The next Flyby is a dress essay for 2027 when Lucy reaches her first row of Trojan near Jupiter.

By increasing its three scientific instruments, the spacecraft will observe the harmless asteroid known as DonaldjoHanson. The meeting will take place 139 million miles (223 million kilometers) of the Earth in the main asteroid belt between Mars and Jupiter, so far that each part of the data will take 12 minutes to reach the flight controllers in Colorado.

The paleontologist for whom the asteroid is named plans to be in the Spacecraft Builder and the control of the Mission of the Lockheed Martin operator for the entire action. Discovered the fossil Lucy in Ethiopia 50 years ago; The spacecraft bears the name of the famous human ancestor.

NASA Lucy will venture as close as 596 miles (960 kilometers) to this asteroid, approximately 2½ miles (4 kilometers) in length but much shorter wide. Scientists must have a better idea of ​​their size and form after the brief visit. The spacecraft will approach more than 30,000 mph (48,000 kph).

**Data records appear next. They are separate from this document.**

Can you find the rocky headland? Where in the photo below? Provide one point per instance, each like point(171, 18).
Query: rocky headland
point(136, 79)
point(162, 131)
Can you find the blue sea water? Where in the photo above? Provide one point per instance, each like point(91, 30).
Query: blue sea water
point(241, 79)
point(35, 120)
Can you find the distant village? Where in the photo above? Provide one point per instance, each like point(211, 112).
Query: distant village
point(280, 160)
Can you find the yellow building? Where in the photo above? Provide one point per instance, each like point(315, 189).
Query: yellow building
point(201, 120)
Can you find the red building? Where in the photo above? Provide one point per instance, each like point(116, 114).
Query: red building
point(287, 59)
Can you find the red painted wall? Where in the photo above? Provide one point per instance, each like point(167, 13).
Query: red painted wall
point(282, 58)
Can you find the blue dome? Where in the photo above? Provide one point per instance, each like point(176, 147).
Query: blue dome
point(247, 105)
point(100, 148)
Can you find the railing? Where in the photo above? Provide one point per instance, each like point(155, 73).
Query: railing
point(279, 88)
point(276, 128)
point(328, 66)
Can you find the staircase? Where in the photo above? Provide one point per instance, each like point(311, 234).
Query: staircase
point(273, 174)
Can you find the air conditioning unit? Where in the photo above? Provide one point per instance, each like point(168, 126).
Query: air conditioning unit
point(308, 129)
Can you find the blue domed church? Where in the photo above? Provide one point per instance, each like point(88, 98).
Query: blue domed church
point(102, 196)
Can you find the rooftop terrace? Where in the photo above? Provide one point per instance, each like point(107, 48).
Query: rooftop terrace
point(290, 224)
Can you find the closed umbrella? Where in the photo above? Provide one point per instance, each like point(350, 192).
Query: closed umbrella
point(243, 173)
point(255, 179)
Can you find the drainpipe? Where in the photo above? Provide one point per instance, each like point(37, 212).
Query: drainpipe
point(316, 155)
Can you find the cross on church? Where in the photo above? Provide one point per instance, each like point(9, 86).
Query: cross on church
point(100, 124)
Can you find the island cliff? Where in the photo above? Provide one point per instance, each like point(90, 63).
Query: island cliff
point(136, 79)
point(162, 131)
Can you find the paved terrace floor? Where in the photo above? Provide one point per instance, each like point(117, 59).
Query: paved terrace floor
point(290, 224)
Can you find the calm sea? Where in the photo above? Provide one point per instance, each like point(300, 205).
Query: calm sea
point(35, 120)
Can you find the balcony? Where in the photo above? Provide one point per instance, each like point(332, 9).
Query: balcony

The asteroid is among the innumerable fragments that are believed to result from an important collision 150 million years ago.

“It will not be a basic potato. We already know it,” said Main scientist Hal Levison from the Southwest Research Institute.

Rather, Levison said the asteroid can resemble a bowling pin or even a snowman like Arrowoth, the Kuiper Belt object visited by the new NASA Horizon spacecraft in 2019. The other possibility is that there are two elongated but very separated asteroids.

“We don’t know what to expect. That is what makes this so great,” he said.

There will be no communications with Lucy during the steering wheel, since the spacecraft separates its land antenna to track the asteroid. Levison hopes to have most scientific data in one day.

Lucy’s next stop, “the main event,” as Levison calls it, will be the Trojan asteroids that share Jupiter’s orbit around the sun. Trojan swarms precede and follow the largest planet in the solar system while surrounding the sun. Lucy will visit eight of them from 2027 to 2033, some of them in pairs of two.

Lucy’s first asteroid steering wheel was in 2023 when he went through little Dinkinesh, also in the main asteroid belt. The spacecraft discovered a mini moon around him.